Lawmakers debated an amendment to House Bill 36 that would have doubled the state’s initial wildland fire module from one to two and increased appropriations. Supporters cited faster statewide response and potential savings; opponents urged fiscal caution and phased implementation. The roll‑call vote failed 29–31 (2 excused).

A floor amendment to House Bill 36 that would have doubled the state’s initial wildland fire module from one to two — with corresponding increases in staffing and appropriations — failed on a roll‑call vote on Feb. 12. Representative Connelly, who offered the amendment on second reading, described precise changes to the bill’s staffing and dollar amounts, saying the amendment would "double" module counts and funding to place 1 module on the east and 1 on the west side of the state to improve response times (Representative Connelly, SEG 503–536).

Supporters framed the amendment as an investment in firefighter capacity and an insurance policy against costly outside deployments. Representative Fornstrom said the amendment "could save money" in a major fire and argued added modules would be used for mitigation work when not fighting active fires (SEG 700–721). Representative Byron recalled responding to a large wildfire and said faster statewide access to modules can reduce local resource strain (SEG 636–669).

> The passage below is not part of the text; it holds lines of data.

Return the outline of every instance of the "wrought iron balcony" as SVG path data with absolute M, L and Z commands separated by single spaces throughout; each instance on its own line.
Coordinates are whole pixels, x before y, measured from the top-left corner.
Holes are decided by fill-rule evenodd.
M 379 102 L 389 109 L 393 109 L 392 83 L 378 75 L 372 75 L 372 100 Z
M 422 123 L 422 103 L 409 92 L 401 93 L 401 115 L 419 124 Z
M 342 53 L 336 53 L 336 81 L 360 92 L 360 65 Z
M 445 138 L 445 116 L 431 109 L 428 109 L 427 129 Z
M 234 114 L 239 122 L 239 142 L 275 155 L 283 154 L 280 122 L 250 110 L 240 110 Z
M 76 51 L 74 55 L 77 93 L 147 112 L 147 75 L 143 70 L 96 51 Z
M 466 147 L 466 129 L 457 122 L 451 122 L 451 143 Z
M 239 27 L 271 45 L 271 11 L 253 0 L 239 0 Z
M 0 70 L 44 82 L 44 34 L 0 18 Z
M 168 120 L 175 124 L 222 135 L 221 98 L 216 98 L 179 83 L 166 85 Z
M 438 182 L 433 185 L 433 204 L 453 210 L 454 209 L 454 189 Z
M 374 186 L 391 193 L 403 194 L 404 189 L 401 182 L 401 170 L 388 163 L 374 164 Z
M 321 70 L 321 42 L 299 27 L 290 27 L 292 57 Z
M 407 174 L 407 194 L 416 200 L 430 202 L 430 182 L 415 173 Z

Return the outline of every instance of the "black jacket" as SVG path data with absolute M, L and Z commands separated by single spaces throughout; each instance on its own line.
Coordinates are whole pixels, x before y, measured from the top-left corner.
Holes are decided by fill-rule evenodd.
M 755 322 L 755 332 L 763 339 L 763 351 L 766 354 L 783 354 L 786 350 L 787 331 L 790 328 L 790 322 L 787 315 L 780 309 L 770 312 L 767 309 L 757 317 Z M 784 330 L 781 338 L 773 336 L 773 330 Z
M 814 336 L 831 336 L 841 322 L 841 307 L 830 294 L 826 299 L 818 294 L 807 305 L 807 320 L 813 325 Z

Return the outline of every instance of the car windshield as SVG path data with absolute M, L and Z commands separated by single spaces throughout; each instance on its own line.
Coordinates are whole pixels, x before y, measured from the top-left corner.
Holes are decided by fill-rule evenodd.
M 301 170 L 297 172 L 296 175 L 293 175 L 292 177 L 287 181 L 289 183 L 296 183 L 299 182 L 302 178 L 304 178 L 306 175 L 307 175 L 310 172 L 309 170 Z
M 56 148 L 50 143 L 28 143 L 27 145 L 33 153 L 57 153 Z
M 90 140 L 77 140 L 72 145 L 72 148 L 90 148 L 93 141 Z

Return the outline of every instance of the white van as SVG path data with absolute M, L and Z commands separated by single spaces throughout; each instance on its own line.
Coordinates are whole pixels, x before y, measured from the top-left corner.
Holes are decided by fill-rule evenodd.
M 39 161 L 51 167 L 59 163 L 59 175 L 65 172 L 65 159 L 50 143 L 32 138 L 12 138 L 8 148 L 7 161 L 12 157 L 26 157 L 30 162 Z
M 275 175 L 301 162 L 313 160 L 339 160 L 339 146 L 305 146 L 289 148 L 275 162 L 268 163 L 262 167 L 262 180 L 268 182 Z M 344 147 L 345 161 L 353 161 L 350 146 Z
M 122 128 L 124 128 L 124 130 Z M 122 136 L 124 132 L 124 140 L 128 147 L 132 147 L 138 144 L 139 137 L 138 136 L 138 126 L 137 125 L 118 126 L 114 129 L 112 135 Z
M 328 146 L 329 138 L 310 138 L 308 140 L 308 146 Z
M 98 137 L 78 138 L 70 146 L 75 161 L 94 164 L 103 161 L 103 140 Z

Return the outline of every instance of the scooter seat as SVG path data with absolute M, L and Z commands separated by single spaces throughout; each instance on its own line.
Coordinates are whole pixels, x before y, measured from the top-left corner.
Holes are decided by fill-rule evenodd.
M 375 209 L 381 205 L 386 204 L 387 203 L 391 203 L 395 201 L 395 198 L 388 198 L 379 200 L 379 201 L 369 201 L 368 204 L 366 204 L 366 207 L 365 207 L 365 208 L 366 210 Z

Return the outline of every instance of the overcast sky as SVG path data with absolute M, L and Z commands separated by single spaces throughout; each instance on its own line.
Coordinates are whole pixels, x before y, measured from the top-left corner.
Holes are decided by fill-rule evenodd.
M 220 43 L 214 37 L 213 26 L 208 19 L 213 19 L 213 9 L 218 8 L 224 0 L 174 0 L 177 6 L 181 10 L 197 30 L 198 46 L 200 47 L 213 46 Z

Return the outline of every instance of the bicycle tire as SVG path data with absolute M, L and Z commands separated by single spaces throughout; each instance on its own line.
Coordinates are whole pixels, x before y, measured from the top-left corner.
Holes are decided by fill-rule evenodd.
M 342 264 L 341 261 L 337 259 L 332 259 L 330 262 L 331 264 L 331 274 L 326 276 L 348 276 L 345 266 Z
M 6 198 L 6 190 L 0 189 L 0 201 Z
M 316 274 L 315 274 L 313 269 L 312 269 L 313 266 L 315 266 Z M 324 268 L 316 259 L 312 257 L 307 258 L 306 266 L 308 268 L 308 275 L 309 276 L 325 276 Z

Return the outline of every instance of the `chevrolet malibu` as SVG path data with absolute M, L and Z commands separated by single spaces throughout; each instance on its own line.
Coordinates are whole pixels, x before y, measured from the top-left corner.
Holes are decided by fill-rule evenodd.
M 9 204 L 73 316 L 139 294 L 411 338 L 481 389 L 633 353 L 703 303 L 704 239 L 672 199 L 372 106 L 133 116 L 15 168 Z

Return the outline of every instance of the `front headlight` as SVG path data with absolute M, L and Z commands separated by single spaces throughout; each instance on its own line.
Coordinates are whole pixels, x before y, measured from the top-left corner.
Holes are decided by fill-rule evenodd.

Opponents warned of hiring, management and fiscal risks. Representative Bair urged caution, saying JAC and interim work recommended starting with a single module to ensure it can be managed well before expanding (SEG 560–581). Representative Harrelson cautioned about a roughly $3.0 million fiscal effect and asked whether the state should try one module first (SEG 616–633).

Because the amendment included new appropriations it required a roll‑call vote. The chief clerk called the roll and the House recorded 29 yes, 31 no, and 2 excused; the amendment was not adopted (SEG 731–775).

The underlying HB36 remained on the calendar for third reading after the amendment failed.